Selecteer het configuratieprofiel handmatig in de volgende gevallen:
Als de apparaatinformatie niet kan worden opgehaald omdat het apparaat geen verbinding kan maken
Als u handmatig een configuratieprofiel moet selecteren
Om een configuratieprofiel handmatig in te stellen, selecteer [Handmatig selecteren] → selecteer een configuratieprofiel uit [Configuratieprofiel] → klik op [OK].
5.
Bevestig dat [Apparaatgegevens] is ingesteld op [Auto] → klik op [OK].
Als [Apparaatgegevens] is ingesteld op [Auto], wordt de apparaatinformatie opgehaald en worden de apparaatfunctie- en optie-informatie automatisch ingesteld.
Als u de apparaatinformatie opnieuw wilt ophalen wanneer u een optie enz. hebt toegevoegd, klikt u op [] (Apparaatstatusgegevens ophalen).
Als [Apparaatgegevens] is ingesteld op [Handmatig], wordt de apparaatinformatie niet opgehaald. Stel de opties gekoppeld aan het apparaat en de functies ondersteund door het apparaat handmatig in.
OPMERKING
Zelfs als u de functie apparaatinformatie ophalen kunt gebruiken, moet u sommige apparaatinformatie handmatig instellen. Raadpleeg voor meer informatie de onderwerpen over apparaatfunctie-instellingen.
In de volgende gevallen bestaat de mogelijkheid dat u bepaalde apparaatgegevens niet kunt ophalen. In dit geval moet u de opties handmatig instellen.
Bij gebruik van een USB-verbinding
Bij gebruik van een apparaat dat of een poort die ophalen van apparaatgegevens niet ondersteunt
Als het configuratieprofiel is ingesteld op [Basisconfiguratie] of [Basisconfiguratie (compatibel)]
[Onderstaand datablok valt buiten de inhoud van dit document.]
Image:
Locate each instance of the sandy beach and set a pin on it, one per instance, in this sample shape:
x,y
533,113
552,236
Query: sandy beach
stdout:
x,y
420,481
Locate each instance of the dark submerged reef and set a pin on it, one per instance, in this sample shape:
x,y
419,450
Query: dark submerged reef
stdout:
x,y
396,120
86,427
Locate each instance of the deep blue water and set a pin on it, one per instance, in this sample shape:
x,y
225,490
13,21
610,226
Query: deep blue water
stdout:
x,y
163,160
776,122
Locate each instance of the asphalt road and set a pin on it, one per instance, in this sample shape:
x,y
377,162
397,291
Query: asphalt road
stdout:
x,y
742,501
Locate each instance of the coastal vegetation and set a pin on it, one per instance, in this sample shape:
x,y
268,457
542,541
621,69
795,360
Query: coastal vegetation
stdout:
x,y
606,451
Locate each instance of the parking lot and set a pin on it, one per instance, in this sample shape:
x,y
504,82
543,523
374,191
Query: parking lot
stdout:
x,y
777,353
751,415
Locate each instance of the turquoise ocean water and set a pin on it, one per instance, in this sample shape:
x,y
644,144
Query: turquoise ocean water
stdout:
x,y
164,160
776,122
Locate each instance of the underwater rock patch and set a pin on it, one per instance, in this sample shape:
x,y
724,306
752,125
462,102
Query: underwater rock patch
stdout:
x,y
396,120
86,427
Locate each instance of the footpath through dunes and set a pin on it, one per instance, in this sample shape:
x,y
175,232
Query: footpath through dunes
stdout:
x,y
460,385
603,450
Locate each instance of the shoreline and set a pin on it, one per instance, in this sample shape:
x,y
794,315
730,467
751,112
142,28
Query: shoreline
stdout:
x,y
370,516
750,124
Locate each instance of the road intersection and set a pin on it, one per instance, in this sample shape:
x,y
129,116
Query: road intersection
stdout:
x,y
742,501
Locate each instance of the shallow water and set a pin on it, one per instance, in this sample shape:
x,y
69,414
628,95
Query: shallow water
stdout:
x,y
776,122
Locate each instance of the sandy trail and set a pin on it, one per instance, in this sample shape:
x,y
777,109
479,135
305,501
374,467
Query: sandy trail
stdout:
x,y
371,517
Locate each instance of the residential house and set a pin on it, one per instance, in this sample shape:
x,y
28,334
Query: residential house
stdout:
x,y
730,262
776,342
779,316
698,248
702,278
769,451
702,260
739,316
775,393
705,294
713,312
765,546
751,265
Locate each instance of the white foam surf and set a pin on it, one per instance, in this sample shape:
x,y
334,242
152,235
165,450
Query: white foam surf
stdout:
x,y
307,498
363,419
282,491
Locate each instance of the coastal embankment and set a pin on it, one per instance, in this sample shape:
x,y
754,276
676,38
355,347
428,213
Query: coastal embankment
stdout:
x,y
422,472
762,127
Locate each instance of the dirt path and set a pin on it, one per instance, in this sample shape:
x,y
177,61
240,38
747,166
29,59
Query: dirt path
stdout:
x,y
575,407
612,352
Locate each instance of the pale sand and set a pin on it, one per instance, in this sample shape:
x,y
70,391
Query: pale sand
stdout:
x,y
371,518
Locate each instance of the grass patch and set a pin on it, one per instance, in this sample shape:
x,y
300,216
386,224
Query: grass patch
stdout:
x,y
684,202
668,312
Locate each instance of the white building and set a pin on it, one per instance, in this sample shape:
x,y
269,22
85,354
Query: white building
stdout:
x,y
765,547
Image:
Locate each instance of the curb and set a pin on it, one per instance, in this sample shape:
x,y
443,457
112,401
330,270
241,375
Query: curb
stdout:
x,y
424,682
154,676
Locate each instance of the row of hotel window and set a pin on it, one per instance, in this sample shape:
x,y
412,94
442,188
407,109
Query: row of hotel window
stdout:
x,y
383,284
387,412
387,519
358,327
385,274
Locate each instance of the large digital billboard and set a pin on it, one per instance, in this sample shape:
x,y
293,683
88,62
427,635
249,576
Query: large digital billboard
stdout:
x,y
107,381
Zelfs als met behulp van bovenstaande procedure een configuratieprofiel is ingesteld, worden de oorspronkelijke instellingen van het apparaat misschien niet weergegeven.
Selecteer in dat geval [Standaardinstellingen] in [Profiel] op een willekeurig vel van het scherm met afdrukinstellingen van het stuurprogramma en klik op [OK].
U kunt de apparaatinformatie-instellingen in het tabblad [Apparaatinstellingen] exporteren en opslaan als configuratieprofiel. Door het geëxporteerde configuratieprofiel te importeren, kunt u alle apparaatinformatie tegelijkertijd instellen.